Figure 3. Cyclin E1 is associated with response to immunotherapy in patients with breast cancer. (A) Overview of two I-SPY2 clinical trials (created with BioRender.com). (B–C) Comparison of Cyclin E1 mRNA expression between no-pCR group and pCR group in the I-SPY2 durvalumab arm (B) and pembrolizumab arm (C). Statistic test: Wilcoxon rank-sum test. (D–E) Comparison of CCNE1 TACNA level between the no-pCR group and pCR group in two I-SPY2 trials. AUC of ROC curves comparing performance of CCNE1 TACNA level, PD-L1, and PD-1 mRNA expression level in two I-SPY2 trials. Statistic test: Wilcoxon rank-sum test. (F) CCNE1 TACNA level across 10 treatment arms in the I-SPY2 trial. Statistic test: Wilcoxon rank-sum test. (G) Comparison of CCNE1 TACNA level between immune⁻ and immune⁺ patients in the I-SPY2 trial. Statistic test: Wilcoxon rank-sum test. (H) Spearman’s correlation analysis between cyclin E1 mRNA, CCNE1 TACNA level, and interferon-related signaling pathways in the I-SPY2 trial. The size of each circle represents the Spearman’s correlation coefficient, and the color of the circle represents a positive or negative correlation with or without statistical significance. Statistic test: Spearman’s correlation coefficient. AUC, area under the curve; mRNA, messenger RNA; pCR, pathologic complete response; PD-1, programmed death 1; PD-L1, programmed death ligand 1; ROC, receiver operating characteristic; RNA-seq, RNA sequencing; TACNA, transcriptional adaptation to copy number alteration profiling.

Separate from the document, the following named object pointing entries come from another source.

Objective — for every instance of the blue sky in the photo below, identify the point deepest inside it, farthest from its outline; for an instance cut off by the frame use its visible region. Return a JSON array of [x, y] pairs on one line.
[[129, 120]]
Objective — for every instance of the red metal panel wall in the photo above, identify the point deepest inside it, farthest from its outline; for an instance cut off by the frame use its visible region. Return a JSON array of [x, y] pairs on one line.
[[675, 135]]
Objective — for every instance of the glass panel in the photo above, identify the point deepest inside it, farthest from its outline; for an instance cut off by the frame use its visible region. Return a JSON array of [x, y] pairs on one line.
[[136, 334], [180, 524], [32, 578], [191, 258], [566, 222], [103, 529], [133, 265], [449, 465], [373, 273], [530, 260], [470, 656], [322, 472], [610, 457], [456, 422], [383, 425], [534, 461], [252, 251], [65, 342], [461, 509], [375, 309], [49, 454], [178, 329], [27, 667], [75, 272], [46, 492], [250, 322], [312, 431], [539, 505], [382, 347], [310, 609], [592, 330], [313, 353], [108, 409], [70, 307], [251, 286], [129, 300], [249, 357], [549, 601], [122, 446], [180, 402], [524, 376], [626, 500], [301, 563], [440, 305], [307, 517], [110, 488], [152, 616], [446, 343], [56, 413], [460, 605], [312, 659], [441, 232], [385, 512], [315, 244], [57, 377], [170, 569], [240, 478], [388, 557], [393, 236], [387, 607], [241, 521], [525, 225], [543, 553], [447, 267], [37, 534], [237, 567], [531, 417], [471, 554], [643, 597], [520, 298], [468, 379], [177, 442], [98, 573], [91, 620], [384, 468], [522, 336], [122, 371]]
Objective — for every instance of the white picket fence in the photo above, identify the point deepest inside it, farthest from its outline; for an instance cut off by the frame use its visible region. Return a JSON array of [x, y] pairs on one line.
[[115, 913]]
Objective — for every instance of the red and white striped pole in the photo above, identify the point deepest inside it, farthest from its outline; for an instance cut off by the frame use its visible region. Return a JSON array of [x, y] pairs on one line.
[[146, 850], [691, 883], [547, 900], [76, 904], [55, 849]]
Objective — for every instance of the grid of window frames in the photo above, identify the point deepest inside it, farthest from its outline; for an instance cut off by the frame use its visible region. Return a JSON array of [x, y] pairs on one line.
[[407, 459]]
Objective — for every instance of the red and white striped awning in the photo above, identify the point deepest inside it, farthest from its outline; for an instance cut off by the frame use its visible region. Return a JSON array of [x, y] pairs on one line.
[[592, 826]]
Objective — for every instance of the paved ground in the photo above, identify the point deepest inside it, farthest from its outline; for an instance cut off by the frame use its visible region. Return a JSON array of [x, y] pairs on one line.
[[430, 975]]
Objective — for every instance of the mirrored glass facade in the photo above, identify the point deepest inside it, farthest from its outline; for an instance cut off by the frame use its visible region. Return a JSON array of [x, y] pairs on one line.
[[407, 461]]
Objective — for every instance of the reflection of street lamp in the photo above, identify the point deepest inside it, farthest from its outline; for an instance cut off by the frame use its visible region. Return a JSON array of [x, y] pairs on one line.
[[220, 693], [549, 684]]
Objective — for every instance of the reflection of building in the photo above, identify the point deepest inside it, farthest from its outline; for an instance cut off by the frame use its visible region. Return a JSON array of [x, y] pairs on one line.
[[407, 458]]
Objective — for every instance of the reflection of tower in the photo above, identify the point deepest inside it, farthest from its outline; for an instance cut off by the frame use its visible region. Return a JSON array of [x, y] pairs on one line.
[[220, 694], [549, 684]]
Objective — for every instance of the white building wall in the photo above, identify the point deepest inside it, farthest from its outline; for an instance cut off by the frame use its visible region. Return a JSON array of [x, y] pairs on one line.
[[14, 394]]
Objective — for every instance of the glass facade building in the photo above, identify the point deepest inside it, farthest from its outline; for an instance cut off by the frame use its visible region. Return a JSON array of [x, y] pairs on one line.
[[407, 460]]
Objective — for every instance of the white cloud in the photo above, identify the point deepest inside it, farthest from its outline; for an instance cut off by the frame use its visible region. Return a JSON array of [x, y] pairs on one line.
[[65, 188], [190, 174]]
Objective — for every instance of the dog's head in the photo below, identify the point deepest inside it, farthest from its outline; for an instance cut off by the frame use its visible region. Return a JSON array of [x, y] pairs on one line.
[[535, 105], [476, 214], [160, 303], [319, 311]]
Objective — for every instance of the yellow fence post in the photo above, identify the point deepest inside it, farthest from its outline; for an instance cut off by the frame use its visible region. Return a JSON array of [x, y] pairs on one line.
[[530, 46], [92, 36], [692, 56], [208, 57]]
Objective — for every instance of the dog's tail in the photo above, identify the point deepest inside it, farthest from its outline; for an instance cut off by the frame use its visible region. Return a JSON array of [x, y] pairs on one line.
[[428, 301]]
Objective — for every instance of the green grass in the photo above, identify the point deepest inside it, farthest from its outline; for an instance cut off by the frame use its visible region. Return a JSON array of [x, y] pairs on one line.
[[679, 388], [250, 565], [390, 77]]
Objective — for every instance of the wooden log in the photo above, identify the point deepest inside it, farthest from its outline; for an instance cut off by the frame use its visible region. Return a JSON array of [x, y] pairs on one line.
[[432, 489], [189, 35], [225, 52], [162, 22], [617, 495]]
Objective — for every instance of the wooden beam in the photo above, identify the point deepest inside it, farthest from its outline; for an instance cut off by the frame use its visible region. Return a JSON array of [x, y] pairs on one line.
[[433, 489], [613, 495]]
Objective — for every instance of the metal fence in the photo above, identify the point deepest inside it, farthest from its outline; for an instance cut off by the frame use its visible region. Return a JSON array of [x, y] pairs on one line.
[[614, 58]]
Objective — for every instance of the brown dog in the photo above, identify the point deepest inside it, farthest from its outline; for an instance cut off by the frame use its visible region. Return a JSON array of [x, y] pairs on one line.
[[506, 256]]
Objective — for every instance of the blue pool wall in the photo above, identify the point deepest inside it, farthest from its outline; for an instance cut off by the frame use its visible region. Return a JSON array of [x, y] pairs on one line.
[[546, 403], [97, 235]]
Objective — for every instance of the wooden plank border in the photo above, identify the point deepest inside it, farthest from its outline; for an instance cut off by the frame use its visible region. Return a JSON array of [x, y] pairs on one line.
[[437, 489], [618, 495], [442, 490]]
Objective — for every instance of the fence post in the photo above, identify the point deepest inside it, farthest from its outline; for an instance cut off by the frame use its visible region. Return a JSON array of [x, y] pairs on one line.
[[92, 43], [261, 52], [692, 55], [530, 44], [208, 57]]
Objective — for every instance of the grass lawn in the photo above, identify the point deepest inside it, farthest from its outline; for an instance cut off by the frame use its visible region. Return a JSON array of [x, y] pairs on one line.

Figure 4. Cyclin E1 overexpression induced micronuclei and activates an innate immune response. (A) GSEA enrichment results with NES of top enriched biological pathways in the TCGA cohort (black: pathways with statistical significance; green: IFN-related pathways). Statistic test: the NES for the significantly enriched gene sets (FDR<0.05) are presented in the bar plot. (B–C) Enrichment plots for the two significant pathways that are related to IFN in the TCGA cohort. (D) Immunoblots showing the cyclin E1 overexpression in HCC1806 cells. (E) Representative images of HCC1806 cells±doxycycline (1 µg/mL) for 2 days. Cells were stained with anti-cGAS and DAPI. (F) Quantification of cGAS-positive micronuclei in HCC1806 cells as described in (E). At least 30 cells were counted per condition per replicate. Lines and error bars indicate the mean±SEM of 5 independent experiments. Statistic test: unpaired two-tailed t-test. (G) The expression of IFN-related genes was analyzed by RT-qPCR in HCC1806 cells. Cells were treated with doxycycline (1 µg/mL) for 2 days. Lines and error bars indicate the mean±SEM of 3 independent experiments. Statistic test: unpaired two-tailed t-test. (H) Immunoblotting was performed for cyclin E1, STAT1, pSTAT1, and p-IRF3 in HCC1806 cells. (I–J) Typical histogram and quantification of MFI of PD-L1 in HCC1806 cells±doxycycline (1 µg/mL, 4 days)±IFN-γ (100 ng/mL, 24 hours). Lines and error bars indicate the mean±SEM of 4 independent experiments. Statistic test: paired two-tailed t-test. (K) Schematic overview of the transwell assay (created with BioRender.com). (L) Migration of human PBMCs towards tumor cell conditioned media from HCC1806 cells. Lines and error bars indicate the mean±SEM of 3 independent experiments. Statistic test: unpaired two-tailed t-test. cGAS, cyclic GMP-AMP synthase; DAPI, 4′,6-diamidino-2-phenylindole; DOX, doxycycline; FDR, False discovery rate; false discovery rate; GSEA, Gene Set Enrichment Analysis; IFN, interferon; MFI, median fluorescence intensity; NES, normalized enrichment scores; PBMCs, peripheral blood mononuclear cells; PD-L1, programmed death ligand 1; TCGA, The Cancer Genome Atlas.